These days, Thursday Night Football is a media event. The fledgling NFL Network started broadcasting their Thursday Night Football series in 2006, using mostly down-card contests that were inexpensive to secure rights for. Since then, the series has changed hands a few times, and it’s now a major event for CBS.

You’d be wise to apply a unique strategy to Thursday Night Football. It’s the first NFL game of any given week, and since just two teams face off on Thursday nights, it’s more of a spectacle than any other regular season game. Big things happen on Thursday nights – don’t forget that Aaron Rodgers made his first professional appearance on a Thursday night, replacing an injured Brett Favre and racking up a QB rating of 104.8 while doing so.

Here are a few tips to consider when placing your wagers on Thursday Night Football games:

Beware of underdogs with full rest

When I built my TNF strategy, I looked at simple numbers which demonstrated an obvious trend.
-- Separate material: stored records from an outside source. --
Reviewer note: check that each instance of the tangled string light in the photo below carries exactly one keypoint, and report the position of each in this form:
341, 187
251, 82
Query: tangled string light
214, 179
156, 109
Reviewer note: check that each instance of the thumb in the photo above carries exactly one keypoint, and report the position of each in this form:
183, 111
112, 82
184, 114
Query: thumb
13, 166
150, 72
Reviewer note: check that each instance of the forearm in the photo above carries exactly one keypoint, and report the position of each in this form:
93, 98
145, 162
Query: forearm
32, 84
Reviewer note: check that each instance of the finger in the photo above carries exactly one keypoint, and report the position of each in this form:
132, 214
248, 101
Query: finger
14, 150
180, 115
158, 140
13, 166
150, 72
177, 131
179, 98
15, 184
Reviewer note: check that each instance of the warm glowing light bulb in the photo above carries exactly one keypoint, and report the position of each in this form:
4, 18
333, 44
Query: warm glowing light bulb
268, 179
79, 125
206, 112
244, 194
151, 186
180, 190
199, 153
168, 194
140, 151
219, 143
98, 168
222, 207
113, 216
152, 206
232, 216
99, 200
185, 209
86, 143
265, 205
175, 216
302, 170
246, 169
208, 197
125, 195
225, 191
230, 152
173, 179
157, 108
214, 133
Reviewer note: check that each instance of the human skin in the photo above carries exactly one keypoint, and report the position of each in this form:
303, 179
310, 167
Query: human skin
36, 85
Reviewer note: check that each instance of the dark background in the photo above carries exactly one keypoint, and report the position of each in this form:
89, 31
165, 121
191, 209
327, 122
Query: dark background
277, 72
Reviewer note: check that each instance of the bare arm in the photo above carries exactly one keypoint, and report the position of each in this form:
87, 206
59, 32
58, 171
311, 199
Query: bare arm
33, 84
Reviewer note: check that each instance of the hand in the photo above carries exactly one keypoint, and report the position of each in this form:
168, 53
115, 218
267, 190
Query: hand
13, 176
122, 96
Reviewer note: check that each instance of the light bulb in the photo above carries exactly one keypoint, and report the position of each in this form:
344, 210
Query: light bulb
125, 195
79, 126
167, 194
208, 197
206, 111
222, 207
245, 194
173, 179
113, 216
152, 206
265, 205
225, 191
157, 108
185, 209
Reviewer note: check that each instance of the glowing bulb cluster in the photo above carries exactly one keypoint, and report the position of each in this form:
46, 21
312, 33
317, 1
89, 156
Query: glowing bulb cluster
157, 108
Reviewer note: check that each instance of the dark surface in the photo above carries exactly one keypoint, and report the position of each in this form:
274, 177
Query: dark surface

Looking at underdog and favorite performances is not only easy, it reveals some powerful trends that I’ve used to improve my win rate on Thursday nights.

I’ll give you one trend that will shock you (and probably change the way you bet on Thursday games) – 10+ point underdogs in Thursday Night Football games (that got standard rest) are just 6-14 ATS since 1992. I stopped counting at 1992 because that’s about when “the modern league” began. Underdogs with full rest fail to beat the spread 70% of the time. The other side of that coin – wager on favorites facing a rested underdog of +10 or higher, and you’ll have a 70% return on your investment.

What’s behind this phenomenon?

Betting against 10+ point underdogs is a pretty safe bet to begin with – it’s not that much of a stretch to imagine that applying two further filters (Thursday night AND the fact that they have full rest) will produce a powerful trend.

That’s why this kind of research is important for sports bettors. You really can find powerful tools to inform your wagers.

Home favorites are a safe bet

Sometimes, betting on TNF games is a little boring.

Let’s go back to 1989, when Thursday Night games were the domain of dull TNT or old-school ESPN broadcasts. If you look at every Thursday game since then, home team favorites in Thursday games where both teams have short rest are 37-18-2 ATS. If you’d wagered on every Thursday night home favorite since 1989, you’d have a 65% success rate, which means you’d have turned a profit.

I say TNF betting is boring because the logic that justifies its use is, well, a little predictable. Home teams have an advantage because they don’t travel, and the favored team tends to be the side that benefits more from identical amounts of preparation time. Thursday NFL games seem to reinforce old stereotypes about football betting that makes it a little less interesting, such as the fact that favored teams on their home turf tend to beat the spread.

It’s a QB’s world

If you’re going to research Thursday Night Football trends, start by looking at QBs. The networks have done a pretty good job of spreading the Thursday Night slot to teams around the league, so most QBs who’ve been in the league a few years have plenty of stats to research for trends.

I’ll give you one for free – take Peyton Manning ATS on Thursday nights. You’ll only get this chance once per season (maybe twice if Denver schedules a Thanksgiving game), but you’ll win more than 80% of the time betting on the Broncos ATS with Manning at the helm.

In week two of the 2015 season, Peyton Manning and the underdog Broncos scored fourteen points in the final thirty-six seconds of the fourth quarter, beating the Kansas City Chiefs. After that win, Peyton Manning moved up to 9-2 ATS all-time on games played on Thursday nights. Everyone thinks Manning is so great on Sunday nights, and he is pretty good. But he’s only 15-9 on Sunday nights all-time ATS. That means he beats the spread 81% of the time on Thursday nights, but only 62% of the time in primetime Sunday games.

Take the under

Remember the scenario we described earlier, which finds a favored home team playing a team with equal rest on Thursday nights? In those games, the game total result was under 67% of the time – 38 under results to just 19 over results.

If you remove the favorite considerations, and just look at all Thursday night games since 1989, the under result came up 56 out of 97 games. That’s a 58% win rate, which is profitable, just not as profitable as the 67% available with the trend above. This trend is easy to explain – a shortened week means that defense has an edge over offense. This is an edge that already exists, but one that the short week makes more obvious.

Conclusion

The NFL increased the number of Thursday night games back in 2011, and the placement of these games on Thursdays has caused some ripples among fans. Fantasy players are upset that they now have to get their lineups ready a day or two early. The talking heads on ESPN and other networks seem to talk about football constantly – we now have four days a week of NFL games, and all the hoopla that comes with it.

But Thursday Night Football provides a lot of opportunity for profitable trends. If you use a little bit of statistical analysis and have the patience to wait for the right game conditions to place a bet, wagers on Thursday NFL games can be fun and lucrative without much work on your part.